Schulte to Brinke: Die GAP ist für uns extrem wichtig. Wir hoffen, dass die Kommission jetzt nach der Europawahl bald wieder anfängt zu arbeiten und es mit den Reformplänen vorangeht. Wir bauen weiterhin auf eine starke erste Säule. Sie ist notwendig, um das Einkommen der Landwirte auszugleichen. Nur so können wir auch im Vergleich mit anderen Ländern wettbewerbsfähig bleiben. Die Grenzen sind heute so durchlässig geworden, dass Deutschland mit Ländern wie Brasilien konkurriert. Unsere Umweltstandards sind aber deutlich höher als dort. Deshalb sind die Subventionen notwendig, damit unsere Betreibe auch international konkurrenzfähig bleiben. In konventionellen Betrieben machen die EU-Gelder im Schnitt 50 Prozent des Einkommens aus, in Bio-Betrieben noch deutlich mehr.

Rundblick: Wenn wir aber mehr Umweltschutzprogramme wollen, müsste doch gerade die zweite Säule der GAP aufgestockt werden, die Mittel für zusätzliche Naturschutzmaßnahmen bereitstellt.

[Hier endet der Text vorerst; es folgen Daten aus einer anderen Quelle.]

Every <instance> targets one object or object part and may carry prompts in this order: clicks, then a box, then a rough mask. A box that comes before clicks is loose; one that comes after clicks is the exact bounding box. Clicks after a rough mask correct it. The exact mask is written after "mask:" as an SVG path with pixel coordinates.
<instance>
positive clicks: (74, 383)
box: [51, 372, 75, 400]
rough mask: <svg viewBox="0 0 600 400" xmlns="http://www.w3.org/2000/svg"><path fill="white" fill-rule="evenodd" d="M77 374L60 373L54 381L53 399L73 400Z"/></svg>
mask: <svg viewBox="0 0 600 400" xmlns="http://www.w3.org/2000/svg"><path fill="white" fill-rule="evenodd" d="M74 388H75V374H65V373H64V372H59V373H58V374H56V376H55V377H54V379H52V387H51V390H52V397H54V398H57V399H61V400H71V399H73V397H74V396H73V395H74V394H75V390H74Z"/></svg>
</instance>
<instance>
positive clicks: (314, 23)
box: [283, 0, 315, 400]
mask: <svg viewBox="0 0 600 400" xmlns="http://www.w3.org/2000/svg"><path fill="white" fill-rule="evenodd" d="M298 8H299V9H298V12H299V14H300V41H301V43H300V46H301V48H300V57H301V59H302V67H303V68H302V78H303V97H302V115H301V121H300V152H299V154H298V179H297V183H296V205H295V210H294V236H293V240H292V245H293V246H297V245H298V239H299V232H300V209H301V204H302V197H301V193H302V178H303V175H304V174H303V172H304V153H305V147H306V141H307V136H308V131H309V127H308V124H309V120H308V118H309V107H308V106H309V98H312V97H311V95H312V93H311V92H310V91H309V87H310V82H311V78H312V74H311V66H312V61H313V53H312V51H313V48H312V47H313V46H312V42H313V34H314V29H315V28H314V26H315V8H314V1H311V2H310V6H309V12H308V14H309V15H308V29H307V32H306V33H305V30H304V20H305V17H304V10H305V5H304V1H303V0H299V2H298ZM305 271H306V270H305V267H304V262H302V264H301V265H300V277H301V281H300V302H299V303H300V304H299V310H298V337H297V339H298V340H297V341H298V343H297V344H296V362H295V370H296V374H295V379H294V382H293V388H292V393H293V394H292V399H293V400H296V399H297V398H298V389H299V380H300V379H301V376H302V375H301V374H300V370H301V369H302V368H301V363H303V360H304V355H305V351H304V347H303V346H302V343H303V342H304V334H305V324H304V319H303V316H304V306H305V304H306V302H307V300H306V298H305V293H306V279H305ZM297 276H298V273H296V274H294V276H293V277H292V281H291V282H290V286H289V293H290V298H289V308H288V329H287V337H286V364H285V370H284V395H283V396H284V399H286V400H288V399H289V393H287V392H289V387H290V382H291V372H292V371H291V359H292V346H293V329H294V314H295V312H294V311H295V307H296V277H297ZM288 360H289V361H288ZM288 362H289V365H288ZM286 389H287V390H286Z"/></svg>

Schulte to Brinke: Die zweite Säule kann bislang nicht einkommenswirksam eingesetzt werden. Das heißt, sie gleicht nur Mehrausgaben aus, die ein Landwirt für den Umweltschutz aufbringt. Der Landwirt kann darüber leider kein Einkommen generieren. Das könnte sich vielleicht über die neuen Eco-Schemes ändern. Sie sollen aus der ersten Säule finanziert werden und könnten finanzielle Anreize setzen, die über die Erstattung der angefallenen Kosten hinausgehen. Es ist eine erfreuliche Entwicklung, dass sich diese Einsicht mittlerweile durchsetzt und Biodiversität als eine gesamtgesellschaftliche Aufgabe wahrgenommen wird. Die Politik muss nun mit den Landwirten ins Gespräch kommen. Gemeinsam müssen wir überlegen, mit welchen Angeboten die von der Gesellschaft gestellten Erwartungen erfüllen werden können.